Anxieties and fear also drive Another Story Theatre Company’s Awake, which presents monologues from three women unable to sleep over one night in the same town. One addresses God on the eve of her marriage into a religious family, fearing that an event in her past will render her unworthy; the second must come to a decision about the future of her brain-dead husband; and the third suffers night-terrors, imaging herself into the wartime experiences of her Holocaust-surviving grandmother. The past haunts the present, and an imagined future fades into the mist that settles over the sleeping town. With solid performances (from Holly Kibble, Marina Waters and Rose Race) and subtle shifts between the three monologues, the piece is well structured, but it lacks drama, with the story about the grandmother, potentially the most interesting, is the least well developed.
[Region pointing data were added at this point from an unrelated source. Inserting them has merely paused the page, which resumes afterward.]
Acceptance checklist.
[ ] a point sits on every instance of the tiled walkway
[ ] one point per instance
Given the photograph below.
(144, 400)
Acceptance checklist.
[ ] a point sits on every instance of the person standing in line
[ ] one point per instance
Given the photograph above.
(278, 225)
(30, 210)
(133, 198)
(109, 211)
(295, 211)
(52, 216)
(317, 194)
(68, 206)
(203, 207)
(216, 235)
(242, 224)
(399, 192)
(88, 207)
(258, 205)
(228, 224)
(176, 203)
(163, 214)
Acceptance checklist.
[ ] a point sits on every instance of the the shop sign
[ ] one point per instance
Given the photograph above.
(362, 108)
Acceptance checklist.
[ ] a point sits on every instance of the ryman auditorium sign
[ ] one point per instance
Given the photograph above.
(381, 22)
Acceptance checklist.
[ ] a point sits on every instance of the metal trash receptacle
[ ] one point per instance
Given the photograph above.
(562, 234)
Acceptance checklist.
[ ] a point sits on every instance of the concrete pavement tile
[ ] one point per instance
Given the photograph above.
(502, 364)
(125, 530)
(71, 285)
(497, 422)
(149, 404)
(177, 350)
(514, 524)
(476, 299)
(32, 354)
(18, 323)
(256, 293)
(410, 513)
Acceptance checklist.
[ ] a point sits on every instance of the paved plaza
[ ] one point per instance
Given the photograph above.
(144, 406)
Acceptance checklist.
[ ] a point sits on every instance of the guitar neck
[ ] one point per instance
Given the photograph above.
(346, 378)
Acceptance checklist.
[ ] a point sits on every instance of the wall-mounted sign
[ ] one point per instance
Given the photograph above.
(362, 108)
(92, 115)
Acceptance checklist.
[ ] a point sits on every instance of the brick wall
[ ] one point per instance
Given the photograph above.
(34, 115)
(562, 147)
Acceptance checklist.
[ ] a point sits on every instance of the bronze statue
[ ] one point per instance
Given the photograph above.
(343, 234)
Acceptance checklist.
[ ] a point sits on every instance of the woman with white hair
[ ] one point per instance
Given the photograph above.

Exeter-based company Substance and Shadow immerse themselves in the 1970s for their show Duplicity, which tells the story of twin brothers Tommy and Finn (both played by Midge Mullin), who grow up in a fairground family, the pair sharing dreams of escaping to London together. But after Finn contracts polio, Tommy runs away on his own to seek fame in the music business, under the cynical guidance of sinister impresario Leonard Silver. The pressure mounts and when Tommy goes missing (following a bizarre lightning-induced bout of amnesia), Leonard concocts a plan to make sure the show goes on.

Thematically packed, the narrative switches between Finn and Tommy (Mullin employing physical traits and a pair of glasses to distinguish between the two) until their stories unite around Leonard Silver’s exploitation of Finn amid much Machiavellian machinations. Incorporating direct address and dramatised episodes, the piece jumps around frenetically and suffers from a lack of focus, the performances dominated in particular by Nathan Simpson’s Silver, who comes perilously close to pantomimic villainy. And while the era and the subculture are the perfect excuse for a great punk soundtrack, there’s little exploration of the period’s socio-political resonances. Substance and Shadow have got a dedicated fanbase and the house was packed, however, which proves that although not to my taste, their work has an appreciative audience.

Imagining a scarily prescient near-future is Exeter-based Jack Dean’s funny, wise and beautifully performed one-man show Threnody for the Sky Children. Fusing poetry and performance, this multimedia lament for our lost souls, for the parts of us that could once soar, explores a forgotten past, a troubling potential present and an apocalyptic possible future. Hiding out in his parent’s attic above an everywhere town gradually being desolated by global capitalism and overrun by humans reverting to beasts, James pines for a lost love and tries to make sense of how we forgot our innate connection to the universe.

Jack Dean: Threnody for the Sky Children
The language of emotion and understanding wrangles with political rhetoric and dogma; elements of our disposable culture are analysed and critiqued (including a spot-on impression of Zizek); a representative of the US governing body of the UK (not including the independent Yorkshire Demilitarized Zone) wields words like weapons of mass deception. On the streets below, chaos reigns. Up in the attic, surrounded by his old toys and the appurtenances of a life packed away, James tries to remember the time when he could fly. Enriched by some lovely lighting design from the Bike Shed’s own Sam Hollis-Pack, Threnody for the Sky Children is an accomplished piece of work, and further proof that Dean is a writer and performer of impressive reach. The last piece I saw, it was a lovely reminder of how valuable this festival is to practitioners, to audiences and to the city’s cultural life.